I still think that society as a whole loses because of this lawsuit, rather than gaining a benefit.
So you have company A that has some kind of franchise and they only use it in market A. Company B comes along and uses the same ideas, art, etc. but extends it to market B because company A didn't have it in that market before. So, society is better off (regardless if you really think the product is "good" or not, it's safe to say that having a product available in the most markets is best).
Now company A gets mad because they didn't (for whatever reason) expand their product to market B. They are currently legally allowed to then go after company B because company B used particular images / ideas / whatever associated with company A's ideas. Company A is allowed to legally take the benefit of the value that company B added to society. Note that this is actually a pretty nefarious thing: on one hand it sounds great and grand because "look at company B they copied company A's stuff" but on the other, company B provided something that company A was not willing to provide.

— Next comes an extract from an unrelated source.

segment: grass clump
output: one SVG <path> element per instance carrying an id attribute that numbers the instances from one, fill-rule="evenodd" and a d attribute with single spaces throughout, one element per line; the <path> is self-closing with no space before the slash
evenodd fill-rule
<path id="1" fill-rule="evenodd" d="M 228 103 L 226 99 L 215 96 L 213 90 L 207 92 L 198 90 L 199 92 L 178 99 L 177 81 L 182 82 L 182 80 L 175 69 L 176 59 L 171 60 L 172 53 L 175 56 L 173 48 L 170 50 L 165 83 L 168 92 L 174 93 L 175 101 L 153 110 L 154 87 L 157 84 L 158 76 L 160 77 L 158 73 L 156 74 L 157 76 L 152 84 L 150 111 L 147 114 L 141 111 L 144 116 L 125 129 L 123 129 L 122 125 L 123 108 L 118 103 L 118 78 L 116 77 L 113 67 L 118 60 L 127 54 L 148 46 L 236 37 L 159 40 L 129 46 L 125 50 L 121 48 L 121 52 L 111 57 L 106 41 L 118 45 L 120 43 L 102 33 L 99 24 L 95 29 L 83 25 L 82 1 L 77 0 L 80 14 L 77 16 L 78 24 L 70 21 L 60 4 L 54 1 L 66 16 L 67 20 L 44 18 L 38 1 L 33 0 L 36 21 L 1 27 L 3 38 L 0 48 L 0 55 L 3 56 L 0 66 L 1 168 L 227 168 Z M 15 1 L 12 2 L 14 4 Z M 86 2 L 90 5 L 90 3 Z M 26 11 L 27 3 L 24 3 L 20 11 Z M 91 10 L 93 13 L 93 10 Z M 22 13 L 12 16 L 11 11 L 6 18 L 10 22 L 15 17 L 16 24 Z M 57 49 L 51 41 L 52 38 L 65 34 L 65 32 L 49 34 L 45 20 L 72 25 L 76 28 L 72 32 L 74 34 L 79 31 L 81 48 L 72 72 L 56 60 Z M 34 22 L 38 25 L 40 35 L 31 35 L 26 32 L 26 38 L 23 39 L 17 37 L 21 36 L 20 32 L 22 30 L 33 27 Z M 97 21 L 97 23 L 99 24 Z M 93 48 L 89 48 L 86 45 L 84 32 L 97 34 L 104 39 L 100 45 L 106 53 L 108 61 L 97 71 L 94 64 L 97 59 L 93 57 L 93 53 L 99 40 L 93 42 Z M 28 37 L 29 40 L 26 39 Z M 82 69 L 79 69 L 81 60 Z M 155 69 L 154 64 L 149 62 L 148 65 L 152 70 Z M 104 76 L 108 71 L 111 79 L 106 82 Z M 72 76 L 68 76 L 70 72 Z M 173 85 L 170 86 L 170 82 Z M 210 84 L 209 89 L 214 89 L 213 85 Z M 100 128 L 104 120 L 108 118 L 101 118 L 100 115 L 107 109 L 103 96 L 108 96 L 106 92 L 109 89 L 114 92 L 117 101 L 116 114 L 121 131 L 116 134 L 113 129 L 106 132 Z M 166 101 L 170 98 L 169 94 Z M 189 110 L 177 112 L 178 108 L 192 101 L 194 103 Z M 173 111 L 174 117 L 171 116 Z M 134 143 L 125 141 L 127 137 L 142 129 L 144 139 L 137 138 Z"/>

Even as someone who "creates content" myself, I think there should be no protection on the ideas or images themselves - only on instances of the images: that is, physical objects on which the image or ideas are rigidly embodied. This means electronic "copies" are not protected, because there is no "rigid" embodiment. Yes, this makes it more difficult for people who have ideas to gain compensation for creating ideas. But at the end of the day, ideas are not what people pay for - they pay for physical objects or experiences which convey the ideas. That's a subtle, important difference.
Until companies and lawsuits start dealing with that concept, we all lose, regardless of which "hated company" loses a particular lawsuit.